J. I. Case Threshing Mach. Co. v. Rominger, 77 Colo. 595, 238 Pac. 63, likewise involved the sale of mortgaged property by the mortgagor with the mortgagee’s consent, and upon condition that the proceeds of the sale were to be applied to payment of the mortgaged debt. The question involved was whether the mortgagee should prevail over a judgment creditor who had garnisheed the proceeds of the sale before remittance was made to the mortgagee. In discussing that question the court said: "The question is whether the hank had a valid claim to the proceeds of the sale in Schmidt’s hands at the time of the garnishment. We think it had. Plaintiff in error says the lien was lost by the mortgagee’s consent to a sale by the mortgagor, and cites Moore v. Jacobucci, 70 Colo. 171, 197 P. 1015. It is true that, if the mortgagee lets the mortgagor sell for his own account, he loses the lien on both the goods and their proceeds. The reason is that such a proceeding is fraudulent, as explained in Wilson v. Voight, 9 Colo. 614, 13 P. 726; but it is there clearly indicated that, if the proceeds are to go in payment of *336the mortgage debt, the rule is otherwise. What objection can there be to a sale by the mortgagor and mortgagee together for the purpose of paying the mortgage debt? We can see none, and that is what the agreed statement shows that they did.”

Another decision precisely in point is McIntyre v. Hauser, 131 Cal. 11, 63 Pac. 69. There the mortgagee consented to the sale of some mortgaged cattle upon condition that the proceeds be paid to him. Before the purchase price was paid a judgment creditor of the mortgagor garnisheed the money in the hands of the purchaser, who, regardless of the garnishment, paid the money to the mortgagee. Thereupon the judgment creditor sued to recover the amount from the purchaser. The court held that the creditor could not recover from the garnishee.
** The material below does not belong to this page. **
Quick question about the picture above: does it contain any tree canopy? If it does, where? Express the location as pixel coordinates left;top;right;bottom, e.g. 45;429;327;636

A similar conclusion was reached in Great Northern State Bank v. Ryan, 292 Fed. 10. In that case one Schmid, who was engaged in the dairy business, gave mortgages on cows to the plaintiff bank as security for loans made. Ultimately Schmid’s dairy business was sold with the bank’s consent. The chattels involved included some of the cows covered by the bank’s chattel mortgage. The sale was made with the understanding that the proceeds from the sale of the cows were to be remitted to the bank and applied on payment of the mortgage debt. Schmid went into bankruptcy and the trustee brought suit against the bank claiming the fund. The circuit court of appeals for the eighth circuit, in reversing the judgment of the trial court,. pointed out that the transaction between the bank and Schmid constituted an agreement that the bank as mortgagee should receive the money for the particular property covered by the mortgage, that there was no fraud in the transaction, and that, therefore, no creditor had acquired any lien on the chattels.

The rule to be deducted from the foregoing cases and others cited in 36 A. L. R., beginning on p. 1384, *337is that where the mortgagee consents to the sale of chattels by the mortgagor on condition that the proceeds of the sale will apply on the mortgage debt, both parties acting in good faith, the lien of the mortgage is not discharged and the mortgagee does not lose his right to the proceeds by snch consent. In J. I. Case Threshing Mach. Co. v. Rominger, supra, the court pertinently inquired, “What objection can there be to a sale by the mortgagor and mortgagee together for the purpose of paying the mortgage debt?”, and answered the inquiry by saying, “We can see none, and that is what the agreed statement shows that they did.” In the case at bar Daniel, the mortgagor, advised the commission firm that these hogs were subject to a mortgage and that it was to remit the proceeds to the bank. Acme Feeds knew of the existence of the mortgage, and even though it claimed right to the proceeds as a judgment creditor, it was not through lack of knowledge of the circumstances attending the sale, but because of a misconception of the law upon which its claim was predicated. Both Daniel and the bank acted in good faith and in pursuance of a common practice, and we think the bank was clearly entitled to the proceeds of the sale. The court so held and therefore its judgment should be and is affirmed.

Judgment affirmed.

Scanlan, P. J., and Sullivan, J., concur.